I have a young student who had narrowly missed out on taking her grade 1 exam with her previous tutor about 18 months ago. Between then and becoming my student last autumn she had drifted, making little progress with a flute that was in need of some attention.

We started looking at the grade material again but I quickly realised she was bored with it, having studied for an exam that never materialised. She needed a new challenge and, having made some great strides (including prevailing upon her parents to get her flute sorted out), I felt she was ready to take grade 2.
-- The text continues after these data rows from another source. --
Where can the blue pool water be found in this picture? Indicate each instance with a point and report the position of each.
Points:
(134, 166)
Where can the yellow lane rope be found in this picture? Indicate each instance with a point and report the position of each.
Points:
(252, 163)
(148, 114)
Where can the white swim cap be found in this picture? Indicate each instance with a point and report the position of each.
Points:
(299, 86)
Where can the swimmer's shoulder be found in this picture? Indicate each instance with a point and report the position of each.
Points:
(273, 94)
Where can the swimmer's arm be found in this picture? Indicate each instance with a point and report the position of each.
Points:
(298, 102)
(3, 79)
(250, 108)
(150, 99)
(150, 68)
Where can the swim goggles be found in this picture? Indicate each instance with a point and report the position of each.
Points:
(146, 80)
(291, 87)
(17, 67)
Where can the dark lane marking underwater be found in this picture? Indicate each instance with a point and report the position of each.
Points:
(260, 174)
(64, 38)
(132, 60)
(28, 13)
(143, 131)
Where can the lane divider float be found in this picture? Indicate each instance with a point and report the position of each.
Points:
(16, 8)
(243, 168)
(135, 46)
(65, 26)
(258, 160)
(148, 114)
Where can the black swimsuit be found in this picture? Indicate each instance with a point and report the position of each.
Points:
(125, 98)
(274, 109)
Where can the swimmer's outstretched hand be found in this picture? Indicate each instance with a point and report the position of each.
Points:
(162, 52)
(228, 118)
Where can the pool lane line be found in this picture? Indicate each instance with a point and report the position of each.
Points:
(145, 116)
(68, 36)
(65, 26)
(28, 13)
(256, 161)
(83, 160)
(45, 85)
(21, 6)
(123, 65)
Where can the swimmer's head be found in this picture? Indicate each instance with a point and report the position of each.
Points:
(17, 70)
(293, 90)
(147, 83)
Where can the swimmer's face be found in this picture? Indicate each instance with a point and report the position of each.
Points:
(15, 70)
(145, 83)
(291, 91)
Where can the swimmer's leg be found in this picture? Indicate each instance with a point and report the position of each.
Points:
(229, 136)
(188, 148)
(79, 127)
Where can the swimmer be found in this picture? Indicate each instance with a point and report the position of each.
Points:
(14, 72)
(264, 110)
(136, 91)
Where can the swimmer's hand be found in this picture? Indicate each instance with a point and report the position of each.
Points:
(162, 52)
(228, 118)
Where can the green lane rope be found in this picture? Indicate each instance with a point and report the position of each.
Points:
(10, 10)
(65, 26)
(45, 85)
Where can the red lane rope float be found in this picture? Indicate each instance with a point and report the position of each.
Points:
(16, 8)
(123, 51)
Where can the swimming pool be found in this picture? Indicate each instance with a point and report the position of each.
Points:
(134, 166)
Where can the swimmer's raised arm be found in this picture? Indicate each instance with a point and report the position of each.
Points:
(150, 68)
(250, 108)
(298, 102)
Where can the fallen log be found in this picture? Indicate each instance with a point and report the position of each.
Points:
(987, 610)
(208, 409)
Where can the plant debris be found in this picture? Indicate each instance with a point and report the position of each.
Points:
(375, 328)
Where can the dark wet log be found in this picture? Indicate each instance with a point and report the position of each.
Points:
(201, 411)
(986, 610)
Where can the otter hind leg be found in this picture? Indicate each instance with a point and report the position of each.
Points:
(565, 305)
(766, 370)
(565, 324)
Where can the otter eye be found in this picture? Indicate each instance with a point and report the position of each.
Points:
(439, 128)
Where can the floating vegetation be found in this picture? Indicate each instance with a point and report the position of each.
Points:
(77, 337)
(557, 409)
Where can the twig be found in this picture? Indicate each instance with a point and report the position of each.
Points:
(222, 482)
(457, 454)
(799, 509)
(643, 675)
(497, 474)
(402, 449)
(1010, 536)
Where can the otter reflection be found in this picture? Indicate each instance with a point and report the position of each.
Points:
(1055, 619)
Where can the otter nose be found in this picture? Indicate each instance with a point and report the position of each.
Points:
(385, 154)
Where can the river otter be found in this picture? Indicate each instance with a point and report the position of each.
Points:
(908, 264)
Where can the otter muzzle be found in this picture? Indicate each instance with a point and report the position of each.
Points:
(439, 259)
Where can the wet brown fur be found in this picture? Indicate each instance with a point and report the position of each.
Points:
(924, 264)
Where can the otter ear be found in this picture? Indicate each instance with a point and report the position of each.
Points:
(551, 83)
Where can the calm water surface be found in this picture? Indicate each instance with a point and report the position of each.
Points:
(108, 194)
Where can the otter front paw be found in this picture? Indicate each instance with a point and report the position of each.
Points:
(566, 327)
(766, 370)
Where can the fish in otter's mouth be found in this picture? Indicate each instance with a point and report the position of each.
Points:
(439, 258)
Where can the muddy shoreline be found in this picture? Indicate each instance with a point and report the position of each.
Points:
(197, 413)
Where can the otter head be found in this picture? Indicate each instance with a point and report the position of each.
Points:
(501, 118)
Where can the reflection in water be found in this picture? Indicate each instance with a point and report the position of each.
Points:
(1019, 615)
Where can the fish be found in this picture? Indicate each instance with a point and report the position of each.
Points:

That was some time before Easter and the exam has been booked (July) and paid for. Since then, however, she has done almost nothing. The effect of this is to go into reverse; the pieces she could play some weeks ago are now too difficult. Because she doesn't practise, her tone has suffered and she spends the first ten minutes of a lesson looking into the instrument (for blockages!) and adjusting the footjoint in the hope that her flute is somehow to blame.

There was an article on BBC radio this morning about the psychology of household waste collection. It turns out it is more effective to reward people for the amount they recycle rather than charge them for the quantities they send to landfill sites. Any psychology student could tell you that encouragement is more effective than punishment. Buoyed by this fact I gave her all the praise and flattery I could think of. I finished by telling her how much better her tone sounded at the end of the lesson than it had at the beginning. I may have exaggerated the improvement but there's nothing like practice if you wish to improve and she had, after all, just spent half an hour playing the thing.

After she'd gone I congratulated myself on avoiding dire warnings of impending failure if she didn't put in some work. Hopefully she is sufficiently astute not to assume from my positive demeanour that she will walk grade 2. So, carrot and more carrot for my students. The stick, should it be needed, will be wielded by the exam result when it arrives during the summer break.


  1. Hmmm problems could arrive after the dodgy exam result, when the parents come at you with a stick?

  2. Choosing the right time and grade is sometimes problematic, especially if there is little else in the way of social playing to motivate the student, as is the case here. Too easy an exam and they get bored treading water. Too great a challenge and it can get hairy if they suddenly decide to spend more time with their TV.

    I hope any sticks are made of celery!

  3. I once had a boss who described the carrot and stick method as: "if the stick doesn't work, shove the carrot up their a**e"

  4. He sounds like a real gem. I'm sure he gave you plenty of encouragement to set up on your own.